International reinsurance broker PWS Holdings has boosted its year-end pre-tax profits by ten per cent to £1.3 million, (up from £1.2m in September 1998).
Group chairman Lord Pearson of Rannoch said the stock exchange-quoted company was confident the progress would continue in 2000.
PWS plans to boost its global presence by opening further distribution channels this year, complementing its new offices in Mexico, the Philippines and Malaysia.
PWS's Malaysian operation, which opened during the Asian economic crisis two years ago, enjoyed income growth of 250% last year.
Peter Smith, group managing director, said PWS has continued to benefit from market consolidation which has reduced competitors.
Nearly all of its London-based and overseas divisions, including international property, treaty division, and professional risks, increased their revenue. The only exception was marine, where revenue remained flat.

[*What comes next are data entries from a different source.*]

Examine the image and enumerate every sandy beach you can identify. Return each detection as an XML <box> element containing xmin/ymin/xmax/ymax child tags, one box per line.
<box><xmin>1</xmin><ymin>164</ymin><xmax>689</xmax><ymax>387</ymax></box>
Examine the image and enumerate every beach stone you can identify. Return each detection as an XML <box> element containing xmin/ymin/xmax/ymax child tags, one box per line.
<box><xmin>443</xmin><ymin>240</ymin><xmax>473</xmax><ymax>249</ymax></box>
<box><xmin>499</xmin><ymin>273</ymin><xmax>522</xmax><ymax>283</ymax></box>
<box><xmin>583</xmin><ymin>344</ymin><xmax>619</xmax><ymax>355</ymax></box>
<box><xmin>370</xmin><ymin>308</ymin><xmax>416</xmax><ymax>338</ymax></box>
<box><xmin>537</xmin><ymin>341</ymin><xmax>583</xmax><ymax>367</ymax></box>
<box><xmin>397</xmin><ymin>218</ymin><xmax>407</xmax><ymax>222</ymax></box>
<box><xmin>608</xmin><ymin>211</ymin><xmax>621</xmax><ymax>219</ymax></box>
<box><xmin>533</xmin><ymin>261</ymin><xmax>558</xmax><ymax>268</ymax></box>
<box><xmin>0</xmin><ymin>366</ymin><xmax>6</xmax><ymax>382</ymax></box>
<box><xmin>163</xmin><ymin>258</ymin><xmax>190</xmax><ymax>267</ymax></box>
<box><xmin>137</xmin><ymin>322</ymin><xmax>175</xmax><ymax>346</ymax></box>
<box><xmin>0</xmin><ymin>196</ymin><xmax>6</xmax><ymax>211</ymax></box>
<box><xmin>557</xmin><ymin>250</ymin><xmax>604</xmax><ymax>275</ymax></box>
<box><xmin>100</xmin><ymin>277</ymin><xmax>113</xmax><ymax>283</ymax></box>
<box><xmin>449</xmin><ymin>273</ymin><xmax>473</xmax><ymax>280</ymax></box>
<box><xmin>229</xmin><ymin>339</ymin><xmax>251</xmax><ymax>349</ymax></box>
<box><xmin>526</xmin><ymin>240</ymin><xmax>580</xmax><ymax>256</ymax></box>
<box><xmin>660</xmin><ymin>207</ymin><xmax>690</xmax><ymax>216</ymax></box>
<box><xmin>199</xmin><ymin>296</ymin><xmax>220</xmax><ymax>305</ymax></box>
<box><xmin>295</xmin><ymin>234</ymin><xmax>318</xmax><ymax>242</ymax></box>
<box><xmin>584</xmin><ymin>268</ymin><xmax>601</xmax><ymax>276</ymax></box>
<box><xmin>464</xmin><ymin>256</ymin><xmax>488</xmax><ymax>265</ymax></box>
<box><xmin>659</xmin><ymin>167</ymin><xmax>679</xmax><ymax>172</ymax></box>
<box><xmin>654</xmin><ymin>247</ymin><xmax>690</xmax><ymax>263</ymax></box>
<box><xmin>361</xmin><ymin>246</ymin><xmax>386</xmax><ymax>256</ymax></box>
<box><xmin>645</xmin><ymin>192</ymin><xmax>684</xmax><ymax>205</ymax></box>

Overall, PWS achieved a 17% increase in the underlying volume of its account and a 13.4% rise in its brokerage income.
Smith attributed PWS's success to meeting the reinsurance market's demand for a more aggressive and focused type of specialist broker, able to provide a high-quality service.
This was despite rates in the reinsurance market being kept low by a significant influx of capital in recent months.
The recent renewal season did nothing to convince Smith that rates are improving, except for some parts of the badly affected retrocession market.
He stressed: "We remain confident, however, that even if rates remain low, we can increase our business."
The board has proposed an increased net dividend of 0.85p per share for the full year.
Shares in PWS increased by 0.5p to 18.5p following publication of its results. However this was less than its recent peak of 19p in December 1999.